With mortgage escrow, having a separate account clearly distinguishes escrow payments as separate from mortgage and interest payments. Even if your lender doesn’t require you to have an escrow account, the Consumer Financial Protection Bureau recommends requesting one so that it’s easier to manage the large annual payments that come with property taxes and home insurance.
Am I required to have an escrow account?
There is no law requiring sellers to demand an earnest money deposit placed in escrow, but it’s a universally accepted practice and every buyer should be prepared to have earnest money funds at the ready. As for mortgage escrow, that isn’t required either. But borrowers get the best loan terms by agreeing to have a mortgage escrow account. In most cases, borrowers have to put down more than 20% and possibly pay a fee to avoid having a mortgage escrow account.

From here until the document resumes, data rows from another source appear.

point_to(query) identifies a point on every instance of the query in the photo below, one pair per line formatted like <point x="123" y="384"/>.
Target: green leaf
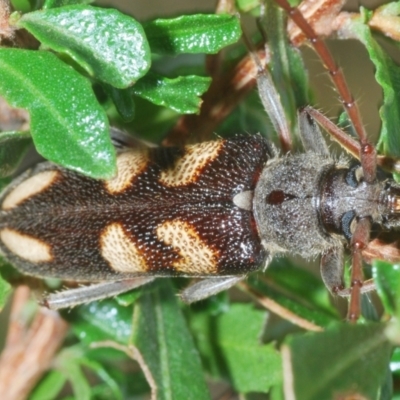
<point x="49" y="386"/>
<point x="201" y="33"/>
<point x="181" y="94"/>
<point x="317" y="317"/>
<point x="21" y="5"/>
<point x="104" y="320"/>
<point x="387" y="280"/>
<point x="108" y="44"/>
<point x="344" y="360"/>
<point x="5" y="291"/>
<point x="62" y="3"/>
<point x="301" y="284"/>
<point x="161" y="336"/>
<point x="388" y="77"/>
<point x="13" y="147"/>
<point x="78" y="380"/>
<point x="68" y="126"/>
<point x="252" y="367"/>
<point x="123" y="101"/>
<point x="102" y="373"/>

How do I choose an escrow holder?
It’s often up to the buyer to choose an escrow agent, but the seller must mutually agree. In most cases, the buyer’s real estate agent can help choose the escrow holder. Be certain to check the credentials of any potential escrow agent, and in no circumstances should a buyer give earnest money directly to a seller.
What is an escrow refund?
The term escrow refund applies to mortgage escrow accounts. This happens when the mortgage company collects more money than needed from the borrower for escrow purposes, resulting in a surplus. If the surplus is more than $50, the lender is required to send the borrower a refund. Borrowers are also due a refund for any remaining balance when the loan is paid off.
What does a holdback of funds mean with regards to escrow?

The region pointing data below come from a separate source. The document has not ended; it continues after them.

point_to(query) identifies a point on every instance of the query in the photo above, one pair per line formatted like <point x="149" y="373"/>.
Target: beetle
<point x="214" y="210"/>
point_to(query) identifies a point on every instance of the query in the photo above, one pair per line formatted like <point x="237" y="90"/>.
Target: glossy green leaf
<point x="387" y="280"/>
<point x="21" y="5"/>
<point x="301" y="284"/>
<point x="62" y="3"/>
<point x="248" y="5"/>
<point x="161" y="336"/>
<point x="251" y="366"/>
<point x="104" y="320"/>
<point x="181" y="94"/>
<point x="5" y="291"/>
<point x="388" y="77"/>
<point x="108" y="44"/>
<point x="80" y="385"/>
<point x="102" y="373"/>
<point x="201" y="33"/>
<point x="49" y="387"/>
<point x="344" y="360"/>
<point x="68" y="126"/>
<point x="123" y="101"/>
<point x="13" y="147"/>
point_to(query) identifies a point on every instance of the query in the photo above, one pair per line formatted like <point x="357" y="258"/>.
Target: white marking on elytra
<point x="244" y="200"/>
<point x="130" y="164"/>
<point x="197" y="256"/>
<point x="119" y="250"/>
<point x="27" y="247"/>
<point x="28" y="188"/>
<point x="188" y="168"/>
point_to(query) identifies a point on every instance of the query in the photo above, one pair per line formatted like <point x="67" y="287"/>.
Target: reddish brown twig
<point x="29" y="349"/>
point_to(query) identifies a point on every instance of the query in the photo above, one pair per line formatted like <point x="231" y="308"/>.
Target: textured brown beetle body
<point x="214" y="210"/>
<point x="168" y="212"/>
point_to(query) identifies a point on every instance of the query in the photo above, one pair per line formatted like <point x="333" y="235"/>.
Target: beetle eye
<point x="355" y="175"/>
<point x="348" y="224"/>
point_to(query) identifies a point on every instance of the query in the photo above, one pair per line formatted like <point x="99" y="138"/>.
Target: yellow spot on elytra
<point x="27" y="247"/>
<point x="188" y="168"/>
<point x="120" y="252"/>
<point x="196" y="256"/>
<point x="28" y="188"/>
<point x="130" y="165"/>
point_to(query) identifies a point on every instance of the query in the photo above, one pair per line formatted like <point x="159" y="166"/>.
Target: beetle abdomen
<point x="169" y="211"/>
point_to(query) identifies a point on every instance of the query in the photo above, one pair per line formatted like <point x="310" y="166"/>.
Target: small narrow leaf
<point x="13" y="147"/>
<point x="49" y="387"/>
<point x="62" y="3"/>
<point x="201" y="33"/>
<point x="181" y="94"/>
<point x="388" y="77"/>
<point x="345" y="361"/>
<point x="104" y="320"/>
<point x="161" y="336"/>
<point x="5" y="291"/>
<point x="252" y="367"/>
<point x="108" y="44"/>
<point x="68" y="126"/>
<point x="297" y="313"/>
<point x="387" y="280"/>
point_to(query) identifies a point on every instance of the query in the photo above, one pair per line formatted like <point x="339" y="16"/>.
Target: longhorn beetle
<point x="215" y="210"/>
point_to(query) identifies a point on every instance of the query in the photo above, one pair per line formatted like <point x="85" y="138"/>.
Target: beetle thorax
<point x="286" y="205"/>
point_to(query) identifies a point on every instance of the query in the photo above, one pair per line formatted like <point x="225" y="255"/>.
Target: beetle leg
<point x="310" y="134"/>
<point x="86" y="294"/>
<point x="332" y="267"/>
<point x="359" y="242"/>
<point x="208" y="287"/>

An escrow holdback is a different type of escrow account that applies to properties requiring repairs that the seller has agreed to complete. If the closing date arrives and the repairs aren’t complete, the buyer may be able to hold back a portion of the purchase price in an escrow account to ensure that the repairs are complete. That way, if the repairs aren’t completed, the seller forgoes the full purchase price. There are limits and complex rules surrounding escrow holdbacks that buyers should learn if they think they might end up in that type of situation.
The bottom line on escrow
Escrow is a valuable tool that protects both buyers and sellers in real estate transactions. Escrow also protects mortgage lenders from irresponsible borrowers. Whether it’s earnest money or mortgage escrow, the money that you put into those accounts is applied on your behalf in order to fulfill your legal obligations.

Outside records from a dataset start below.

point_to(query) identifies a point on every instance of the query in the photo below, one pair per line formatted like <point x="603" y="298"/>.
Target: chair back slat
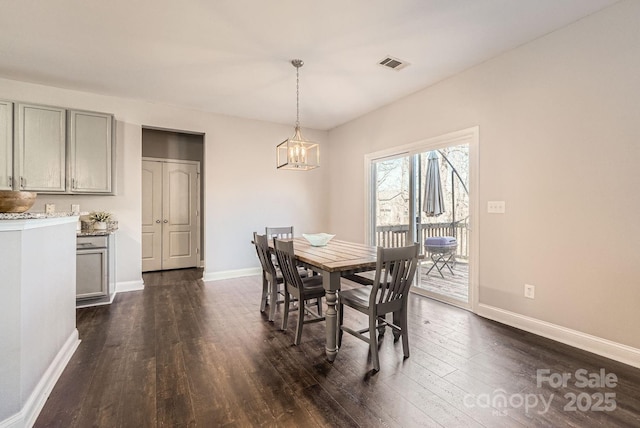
<point x="279" y="232"/>
<point x="262" y="248"/>
<point x="395" y="270"/>
<point x="286" y="260"/>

Frequently Asked Questions
What is the escrow part of the mortgage payment?
Mortgage escrow is used by your lender to pay taxes and insurance on your behalf. The escrow part of your mortgage payment consists of 1/12 of your estimated tax bill and 1/12 of your annual insurance premium.
What happens to money put into escrow during a home purchase?
The buyer’s earnest money that goes into escrow is applied to the closing costs or down payment at closing. Any surplus money goes back to them.
What happens to escrow if the buyer backs out?
A buyer forfeits the escrow deposit if they cancel a purchase agreement without cause. In such cases, the escrow deposit goes to the seller. A buyer is entitled to a refund under certain contingencies if they’re part of the purchase agreement, such as having their loan fall through or pending the outcome of a home inspection report.